Places: Fort Tombecbe Monument, Epes, Alabama

The area comprising the states of Louisiana, Mississippi and Alabama passed from one colonial power to another prior to being acquired during the Louisiana Purchase of 1802.  Beginning as French possessions, they also were under British and later Spanish control.  One site that exemplifies this is Fort Tombecbe, now just a historical marker near Epes, Sumter County, Alabama.

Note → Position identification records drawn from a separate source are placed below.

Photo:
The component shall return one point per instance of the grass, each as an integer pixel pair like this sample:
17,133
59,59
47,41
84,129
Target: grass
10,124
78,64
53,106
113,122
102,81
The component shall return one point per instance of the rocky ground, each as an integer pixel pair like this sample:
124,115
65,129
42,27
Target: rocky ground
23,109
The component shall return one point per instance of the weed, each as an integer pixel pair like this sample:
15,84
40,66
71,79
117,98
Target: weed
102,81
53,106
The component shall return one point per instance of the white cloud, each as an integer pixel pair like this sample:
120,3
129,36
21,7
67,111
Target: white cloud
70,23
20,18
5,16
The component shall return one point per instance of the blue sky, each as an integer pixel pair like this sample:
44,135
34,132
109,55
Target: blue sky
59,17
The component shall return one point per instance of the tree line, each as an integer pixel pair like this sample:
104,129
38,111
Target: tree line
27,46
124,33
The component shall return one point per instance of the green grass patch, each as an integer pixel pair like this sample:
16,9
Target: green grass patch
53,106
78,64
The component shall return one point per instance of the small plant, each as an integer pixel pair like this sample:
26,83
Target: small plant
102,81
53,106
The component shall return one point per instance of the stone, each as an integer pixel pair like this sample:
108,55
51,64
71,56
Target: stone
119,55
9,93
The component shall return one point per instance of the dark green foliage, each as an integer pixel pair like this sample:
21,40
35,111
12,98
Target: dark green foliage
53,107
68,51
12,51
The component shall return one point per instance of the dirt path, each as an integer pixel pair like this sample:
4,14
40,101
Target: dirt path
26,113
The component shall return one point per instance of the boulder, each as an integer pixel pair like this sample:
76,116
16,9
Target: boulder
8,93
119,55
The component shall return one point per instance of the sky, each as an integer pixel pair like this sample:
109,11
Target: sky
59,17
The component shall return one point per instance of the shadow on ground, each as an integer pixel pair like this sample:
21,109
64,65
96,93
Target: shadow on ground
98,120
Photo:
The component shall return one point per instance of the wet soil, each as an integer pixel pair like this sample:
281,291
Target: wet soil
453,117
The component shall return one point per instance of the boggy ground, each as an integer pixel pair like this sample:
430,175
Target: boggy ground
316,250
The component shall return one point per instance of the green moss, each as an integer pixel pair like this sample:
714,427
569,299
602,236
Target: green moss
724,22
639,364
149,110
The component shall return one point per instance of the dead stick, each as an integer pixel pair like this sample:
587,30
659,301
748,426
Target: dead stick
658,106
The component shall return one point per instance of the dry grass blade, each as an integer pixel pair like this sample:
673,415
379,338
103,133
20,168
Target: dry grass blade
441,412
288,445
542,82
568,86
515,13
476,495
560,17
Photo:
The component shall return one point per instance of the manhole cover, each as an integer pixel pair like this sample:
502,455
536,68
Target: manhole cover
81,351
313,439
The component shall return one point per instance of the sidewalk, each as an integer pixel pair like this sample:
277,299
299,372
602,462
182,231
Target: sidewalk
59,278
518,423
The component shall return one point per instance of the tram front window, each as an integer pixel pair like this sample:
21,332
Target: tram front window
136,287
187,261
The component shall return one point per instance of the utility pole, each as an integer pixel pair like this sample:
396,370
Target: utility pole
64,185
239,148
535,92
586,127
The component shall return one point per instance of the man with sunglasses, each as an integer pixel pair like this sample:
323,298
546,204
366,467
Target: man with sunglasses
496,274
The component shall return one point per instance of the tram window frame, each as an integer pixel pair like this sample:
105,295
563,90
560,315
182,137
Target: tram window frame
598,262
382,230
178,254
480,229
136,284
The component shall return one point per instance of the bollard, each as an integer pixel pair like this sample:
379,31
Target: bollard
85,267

Fort Tombecbe was built in 1736-37 under the direction of Jean-Baptiste le Moyne de Bienville, then Governor of the Louisiana territory.  As covered in the last post, this was at the height of the French/Choctaw war with the Chickasaw British.  Built on a limestone bluff 270 miles upriver from Mobile on the Tombigbee River, de Bienville intended it as a fort to protect the Choctaw from the Chickasaw and facilitate trade between the French and their allies.  Actually, it was a staging area for his disastrous raids on the Chickasaw and intended to deter the British from further incursion into French Territory.

The British acquired the Fort in 1763 under the Treaty of Paris which ended the French and Indian/Seven Years War (1755-1763).  It was renamed Fort York.  They later abandoned the outpost and it was reacquired by the site's original custodians, the Choctaw.  The Spanish acquired the site from the Choctaw by a treaty and renamed it Fort Confederacion, but they took abandoned it in turn.  The outpost was too remote to make a permanent garrison feasible.  The United States acquired the land, but the old fort was used as a trading post, not a military garrison.  It fell into disuse and was abandoned in the 19th century and played no part in the Civil War.  It is now on land owned by the University of West Alabama and nothing remains of it but a marker overgrown by brush.